Ever since, however, I'm ashamed to admit, I kind of miss her.
It's true. I find myself howling under my breath sometimes. Such is life, I suppose.
One thing I definitely miss about her is, however, is how she used to maniacally keep the place clean. The place is constantly dirty now. The cleaning duty has fallen, by default, upon me, it seems. And I am a very poor substitute for her mania. (But no more god-damned Renuzit, that much I can tell you for sure)
When she vacated, I felt liberated! I could finally go out into the back garden without fear of trespassing. She had long treated the back as her personal haven. I was always too intimidated to venture out there. For a few weeks it was mine, all mine!

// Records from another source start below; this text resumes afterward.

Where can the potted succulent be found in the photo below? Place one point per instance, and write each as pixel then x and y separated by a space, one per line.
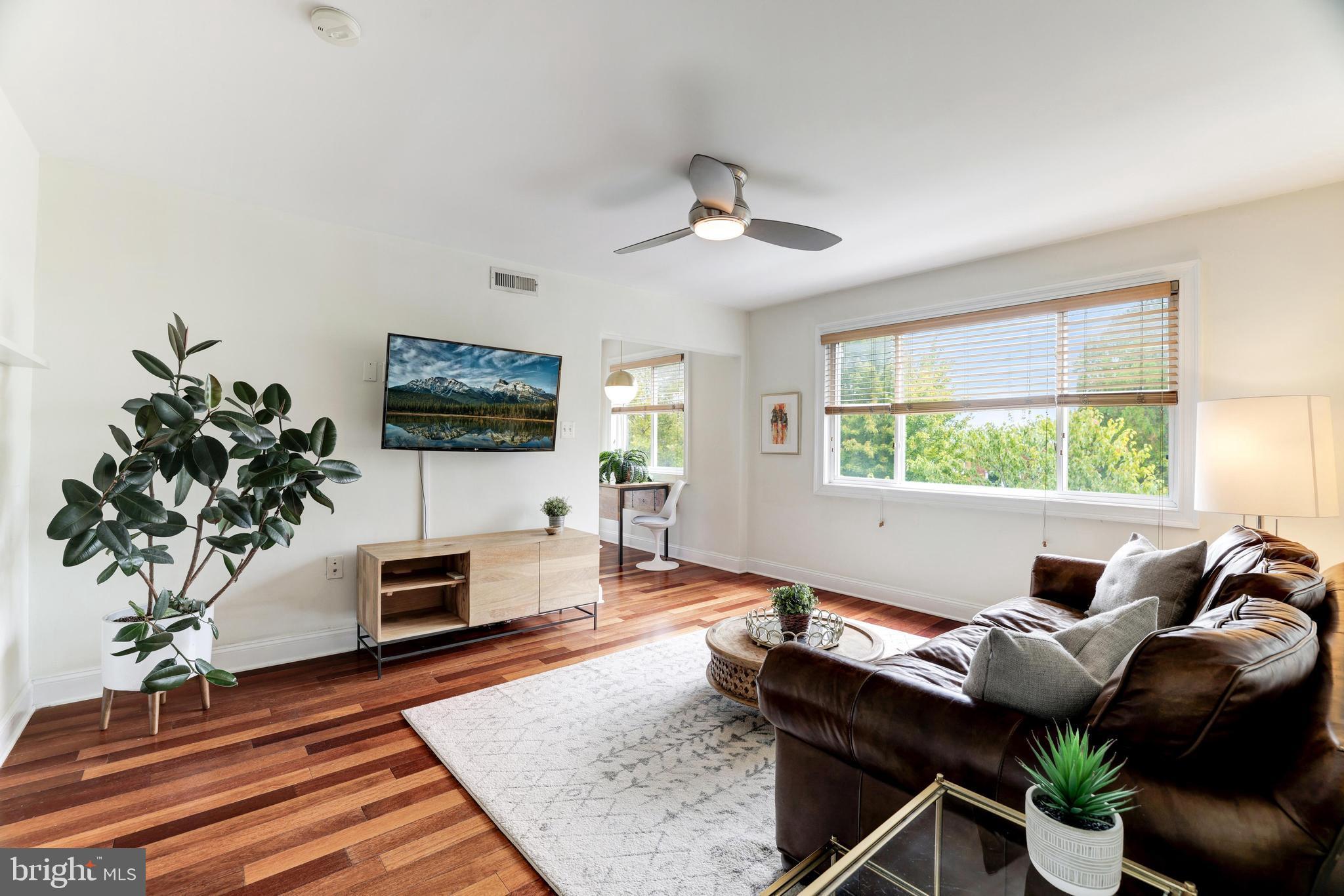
pixel 793 605
pixel 621 466
pixel 242 512
pixel 555 510
pixel 1074 833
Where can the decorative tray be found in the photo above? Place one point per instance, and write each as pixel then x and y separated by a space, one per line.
pixel 823 632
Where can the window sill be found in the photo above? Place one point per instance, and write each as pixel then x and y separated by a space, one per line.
pixel 1059 506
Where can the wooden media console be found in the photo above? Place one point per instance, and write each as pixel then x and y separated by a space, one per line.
pixel 436 586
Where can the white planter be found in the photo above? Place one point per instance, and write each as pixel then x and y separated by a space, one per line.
pixel 1082 863
pixel 124 674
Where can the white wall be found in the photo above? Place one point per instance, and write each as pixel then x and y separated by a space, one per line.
pixel 304 304
pixel 710 510
pixel 1272 315
pixel 18 247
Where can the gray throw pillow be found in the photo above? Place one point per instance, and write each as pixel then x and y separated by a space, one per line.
pixel 1059 675
pixel 1139 570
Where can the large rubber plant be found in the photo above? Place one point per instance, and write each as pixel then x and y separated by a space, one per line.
pixel 179 445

Once I was sure the coast was clear (it took a while to be completely certain she wasn't just hiding under the house waiting to pounce from behind the ferns), I decided to decorate the place a bit.
I planted a few seed packet herbs from the dollar store here and there. I stole some pots from my mother. The basil has thrived, the lavender and the cilantro, not so much.
Poverty is the mother of invention....or something like that....so I've had to be resourceful. I bought some 15 dollar chairs, and a few strings of deeply discounted paper lanterns, an outdoor mat (for another 15 dollars), made a bench and a little table, from things found in my neighbor's garbage, did a bit of painting with leftover paint...and here it is.
Of course, the sad thing is I haven't been out there at all since. It's too hot and, well, just too lonely to enjoy alone. To be honest, I get kind of sad sitting out there by myself.
I'd thought of having some people over, but again, it's still way too hot for that, and, you know, I'm still half afraid the howler is under the house waiting to pounce. You never can be too safe.